Sorry if I confused you Pusser. As Dave says its not the size of the invertor, its the power you draw from it that counts. I was assuming you were running something close to the 300W invertor capacity.

Trevor


----------



## Pusser (May 9, 2005)

Thanks both for that. I do have some jump leads I could try and maybe next door man will do it for me. If I get some wire and croc clips for a permanent job, what size wire should I get and which terminal on the two leasures should the red one go for example and which terminal on the two batteries should the black one be on.

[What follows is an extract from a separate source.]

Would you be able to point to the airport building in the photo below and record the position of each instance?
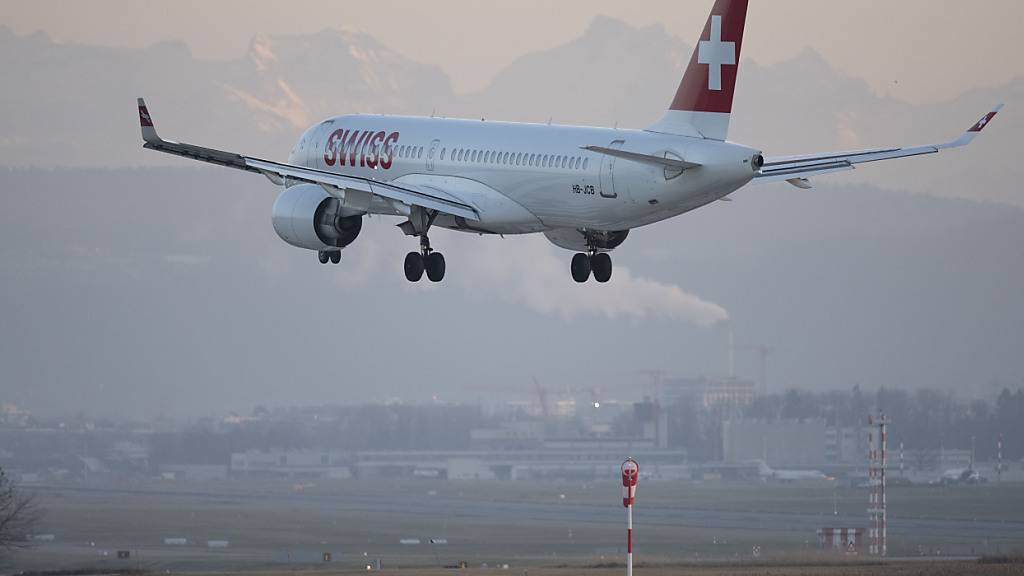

p.s Sorry. I know the red goes on pos and black neg I meant dose one go on one battery and the other on the other.


----------



## DABurleigh (May 9, 2005)

Well the "other" two terminals will simply be joined together with a short thick lead and nothing else - so not them 

As to wire size, the thicker the better as long it is still flexible  Not thin "hook-up" circuit wire.

Dave


----------



## Pusser (May 9, 2005)

Thanks very much indeed. I am just trying on a temp basis running with a 75w I found and see if that works. If it does I think I need a bigger one but it will prove the halford dodgey. If it does not, then off I go to get the wire and next door man said he would help.

Mucho thanko.


----------



## CliveMott (Mar 10, 2008)

Sometimes one stands well back when one expect to see sparks.

If you are not confident to wire the inverter properly then PLEASE use someone who is.

Inverter DC leads should always be short and fat and fuse protected. Use a mains extension lead on the output if you need to.

Clive


----------



## Pusser (May 9, 2005)

Thanks Clive and my trial with a 75w inverter was as successful as the world's first heart transplant that was carried out by the Egyptians in 200 B.C. which means I have no more inverters left so I will have to get it done properly as you suggest.


----------